Kaldi Memory Leak - Githubissues

kaldi-asr / kaldi

kaldi-asr/kaldi is the official location of the Kaldi project.

http://kaldi-asr.org

Other

14.32k stars 5.33k forks source link

Kaldi Memory Leak #4723

Open TienVTK opened 2 years ago

TienVTK commented 2 years ago

Hi all

I have an issue about memory leak when I run kaldi code on RTX 3090 Memory didn't free when all processs done (done decode kaldi). No code modification with my experiment. Demo source: https://github.com/kaldi-asr/kaldi/blob/master/src/cudadecoderbin/batched-wav-nnet3-cuda-online.cc

Any idea about this problem?

danpovey commented 2 years ago

That's not really how CUDA allocation works.. you don't need to free things manually; when the process dies it is automatically freed.
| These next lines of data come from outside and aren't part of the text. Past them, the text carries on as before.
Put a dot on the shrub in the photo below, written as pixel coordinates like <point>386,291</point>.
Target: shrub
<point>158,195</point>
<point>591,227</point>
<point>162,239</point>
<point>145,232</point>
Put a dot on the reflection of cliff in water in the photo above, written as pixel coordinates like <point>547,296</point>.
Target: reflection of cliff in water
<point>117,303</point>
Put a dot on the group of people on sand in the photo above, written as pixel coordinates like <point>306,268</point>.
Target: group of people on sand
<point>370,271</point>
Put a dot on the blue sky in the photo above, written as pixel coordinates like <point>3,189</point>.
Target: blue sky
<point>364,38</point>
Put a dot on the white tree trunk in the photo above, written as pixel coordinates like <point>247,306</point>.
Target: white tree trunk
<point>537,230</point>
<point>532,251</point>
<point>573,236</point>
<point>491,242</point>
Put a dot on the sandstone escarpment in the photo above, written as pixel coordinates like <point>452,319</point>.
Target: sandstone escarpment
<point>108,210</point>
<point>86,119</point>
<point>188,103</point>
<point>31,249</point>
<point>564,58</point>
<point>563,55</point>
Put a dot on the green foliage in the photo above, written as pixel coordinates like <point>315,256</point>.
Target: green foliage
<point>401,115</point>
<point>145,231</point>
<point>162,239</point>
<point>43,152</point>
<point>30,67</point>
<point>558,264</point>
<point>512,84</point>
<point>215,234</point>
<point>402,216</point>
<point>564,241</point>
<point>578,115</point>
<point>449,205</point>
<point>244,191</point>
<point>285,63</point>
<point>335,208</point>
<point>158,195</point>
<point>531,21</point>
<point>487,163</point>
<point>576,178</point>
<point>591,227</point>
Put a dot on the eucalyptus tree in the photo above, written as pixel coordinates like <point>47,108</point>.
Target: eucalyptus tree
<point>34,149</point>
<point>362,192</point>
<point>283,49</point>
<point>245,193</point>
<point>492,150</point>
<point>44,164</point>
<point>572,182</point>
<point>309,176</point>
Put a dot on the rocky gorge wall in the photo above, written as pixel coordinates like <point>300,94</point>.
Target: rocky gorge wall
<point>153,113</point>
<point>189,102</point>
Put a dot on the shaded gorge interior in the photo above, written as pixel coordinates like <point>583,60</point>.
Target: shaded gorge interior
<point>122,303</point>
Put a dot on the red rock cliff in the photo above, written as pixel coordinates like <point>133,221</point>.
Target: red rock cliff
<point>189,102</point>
If it were not all freed, it would be a bug in the CUDA drivers.

TienVTK commented 2 years ago

I don't think it's good idea. My problem is memory leak (RAM). I understand clearly that memory is freed when process die. In my case, we build kaldi like as a server, we need a long-live process from server side where serv many request from users. And my expectation is that kaldi could free memory (RAM) when request is done.

danpovey commented 2 years ago

If memory usage is constantly growing, that is a problem and should be addressed. If not all things are freed at program exit, but they don't grow in an unlimited way, that doesn't really affect users so it wouldn't be a priority to fix. You'd need to be more specific about the problem.
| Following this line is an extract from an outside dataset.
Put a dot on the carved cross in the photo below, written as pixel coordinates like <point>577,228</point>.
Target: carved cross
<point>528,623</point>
TienVTK commented 2 years ago

Here is all of my steps

Run Demo (with a little code modification to keep demo alive)
Push 100 request concurrence to demo
Check RAM by 'htop' linux ==> RAM increase significantly 3.1. Back to step 2 and loop
After 4 times retry (step 2). Out of memory happened I think it is memory leak

I try to reduce memory leak by reset corr_id (corr_id = corr_id % MAX_CORR_ID) RAM usage increase but it is in an limited way.

I want to ask "the way to fix mem-leak like that makes other errors?" or other suggestion to fix this problem?

Many thanks,

nshmyrev commented 2 years ago

We use online code in a server, you can try with a docker:

https://hub.docker.com/repository/docker/alphacep/kaldi-vosk-server-gpu

it is stable, no leaks. There should be leaks somewhere else. It is not easy to use the code properly though.

TienVTK commented 2 years ago

Could you share vosk source? We need to natively build and deploy because of our feature.

Many thanks.

Vào 17:52, T.5, 14 Th4, 2022 Nickolay V. Shmyrev @.***> đã viết:

We use online code in a server, you can try with a docker:

https://hub.docker.com/repository/docker/alphacep/kaldi-vosk-server-gpu

it is stable, no leaks. There should be leaks somewhere else. It is not easy to use the code properly though.

— Reply to this email directly, view it on GitHub https://github.com/kaldi-asr/kaldi/issues/4723#issuecomment-1099062550, or unsubscribe https://github.com/notifications/unsubscribe-auth/ADUSF7WZ27SZIMV5J446DL3VE72FRANCNFSM5S32S6XQ . You are receiving this because you authored the thread.Message ID: @.***>

nshmyrev commented 2 years ago

Its all on github

https://github.com/alphacep/vosk-api/blob/master/src/batch_recognizer.cc https://github.com/alphacep/vosk-api/blob/master/src/batch_model.cc

stale[bot] commented 2 years ago

This issue has been automatically marked as stale by a bot solely because it has not had recent activity. Please add any comment (simply 'ping' is enough) to prevent the issue from being closed for 60 more days if you believe it should be kept open.